[Fixed] Unsigned application requesting unrestricted access to system¶
Subject/ Problem Description
The following error is displayed when launching applications signed with the MD5withRSA or MD5withDSA algorithms after upgrading to Java.
Unable to launch the application.
Unsigned application requesting unrestricted access to system
Unsigned application requesting unrestricted access to system.
The following resource is signed with a weak signature algorithm MD5withRSA
and is treated as unsigned: http://example.net/ExampleApplication.jar
Applications signed with the MD5withRSA or MD5withDSA algorithms are treated as unsigned by Java starting with the Java 8 Update 131 release.

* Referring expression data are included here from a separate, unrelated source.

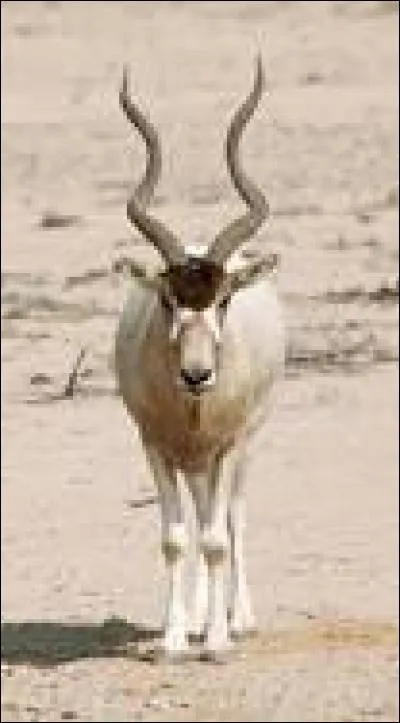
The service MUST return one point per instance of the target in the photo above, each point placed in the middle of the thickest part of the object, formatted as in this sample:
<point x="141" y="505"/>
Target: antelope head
<point x="194" y="292"/>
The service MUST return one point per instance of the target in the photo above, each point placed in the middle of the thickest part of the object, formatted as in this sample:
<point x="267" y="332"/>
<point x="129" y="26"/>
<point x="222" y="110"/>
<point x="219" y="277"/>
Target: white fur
<point x="212" y="456"/>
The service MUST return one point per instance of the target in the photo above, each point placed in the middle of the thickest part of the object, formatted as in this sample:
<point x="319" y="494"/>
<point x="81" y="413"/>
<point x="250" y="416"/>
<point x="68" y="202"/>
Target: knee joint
<point x="174" y="542"/>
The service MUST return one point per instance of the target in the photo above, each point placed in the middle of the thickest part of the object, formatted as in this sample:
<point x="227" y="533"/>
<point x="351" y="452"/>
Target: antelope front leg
<point x="214" y="547"/>
<point x="174" y="545"/>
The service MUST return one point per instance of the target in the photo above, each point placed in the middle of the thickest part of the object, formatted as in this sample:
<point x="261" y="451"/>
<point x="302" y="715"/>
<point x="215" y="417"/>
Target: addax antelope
<point x="199" y="346"/>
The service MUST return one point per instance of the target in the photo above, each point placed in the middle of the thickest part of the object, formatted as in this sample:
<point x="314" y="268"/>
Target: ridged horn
<point x="152" y="229"/>
<point x="241" y="229"/>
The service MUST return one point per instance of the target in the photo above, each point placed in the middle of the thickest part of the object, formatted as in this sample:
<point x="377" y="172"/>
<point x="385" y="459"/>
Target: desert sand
<point x="82" y="572"/>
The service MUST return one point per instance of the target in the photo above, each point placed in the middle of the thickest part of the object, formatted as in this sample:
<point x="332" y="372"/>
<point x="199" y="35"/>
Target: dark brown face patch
<point x="195" y="283"/>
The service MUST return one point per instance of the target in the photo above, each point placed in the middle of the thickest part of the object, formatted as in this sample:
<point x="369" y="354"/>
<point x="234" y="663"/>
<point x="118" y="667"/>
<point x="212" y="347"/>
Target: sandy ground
<point x="81" y="567"/>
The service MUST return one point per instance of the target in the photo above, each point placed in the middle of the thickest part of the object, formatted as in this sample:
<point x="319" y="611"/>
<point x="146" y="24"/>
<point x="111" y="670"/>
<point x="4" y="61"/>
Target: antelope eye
<point x="223" y="304"/>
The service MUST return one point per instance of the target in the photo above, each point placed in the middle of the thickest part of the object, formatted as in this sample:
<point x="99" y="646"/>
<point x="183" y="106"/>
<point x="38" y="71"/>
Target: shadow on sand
<point x="52" y="643"/>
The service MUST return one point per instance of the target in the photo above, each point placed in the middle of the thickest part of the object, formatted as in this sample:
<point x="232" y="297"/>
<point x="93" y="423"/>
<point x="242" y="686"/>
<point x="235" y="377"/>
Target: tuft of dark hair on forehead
<point x="195" y="283"/>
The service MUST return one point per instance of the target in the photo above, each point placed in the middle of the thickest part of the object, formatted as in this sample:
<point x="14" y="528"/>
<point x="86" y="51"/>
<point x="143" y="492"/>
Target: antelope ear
<point x="254" y="269"/>
<point x="153" y="281"/>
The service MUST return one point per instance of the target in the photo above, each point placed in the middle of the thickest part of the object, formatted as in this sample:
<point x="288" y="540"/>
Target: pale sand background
<point x="81" y="568"/>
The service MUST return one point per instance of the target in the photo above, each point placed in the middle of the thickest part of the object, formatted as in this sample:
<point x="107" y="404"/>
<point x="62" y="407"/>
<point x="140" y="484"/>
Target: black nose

More information on the changes made in the Java 8 Update 131 release can be found at the links below:
https://www.java.com/en/download/help/jcp_security.xml#md5
http://www.oracle.com/technetwork/java/javase/8u131-relnotes-3565278.html
https://www.java.com/en/jre-jdk-cryptoroadmap.html
Answer / Solution
Workaround
Method 1:
A quick way to fix this is to comment out the line of jdk.jar.disabledAlgorithms in the file lib/security/java.security.
# jdk.jar.disabledAlgorithms=MD2, MD5, RSA keySize < 1024, DSA keySize < 1024
In Windows it’s located at:
C:\Program Files (x86)\Java\jre7\lib\security\java.security)
In macOS, it’s located at
/Library/Internet Plug-Ins/JavaAppletPlugin.plugin/Contents/Home/lib/security/java.security
Method 2:
- Revert to an old version of Java/JRE
- Uninstall Java/JRE 8 351 and then install Java/JRE 8 update 341 or an earlier version
Method 3:
- Modify the java.security file
- Modify the java.security file as Administrator and it is located in Windows "C:\Program Files (x86)\Java\jre1.8.0_351\lib\security\java.security" Search for and comment on the following line: jdk.jar.disabledAlgorithms=MD2, MD5, RSA keySize < 1024, \ " find the lines:
jdk.jar.disabledAlgorithms=MD2, MD5, RSA keySize < 1024, \
DSA keySize < 1024, include jdk.disabled.namedCurves, \
SHA1 denyAfter 2019-01-01
Comment out the "SHA1 denyAfter 2019-01-01" line, but also need to remove the "\" on the preceding line.
So should look like this:
#jdk.jar.disabledAlgorithms=MD2, MD5, RSA keySize < 1024, \
#DSA keySize < 1024, include jdk.disabled.namedCurves
#SHA1 denyAfter 2019-01-01
Save and re-launch the Java Management Console JNLP launcher. Note: This workaround should be considered "at your own risk" and is not officially endorsed or supported by your Product Owners.
Solution:
The solution is to upgrade the version of your product on the machine and discuss it with product support to determine the best course of action.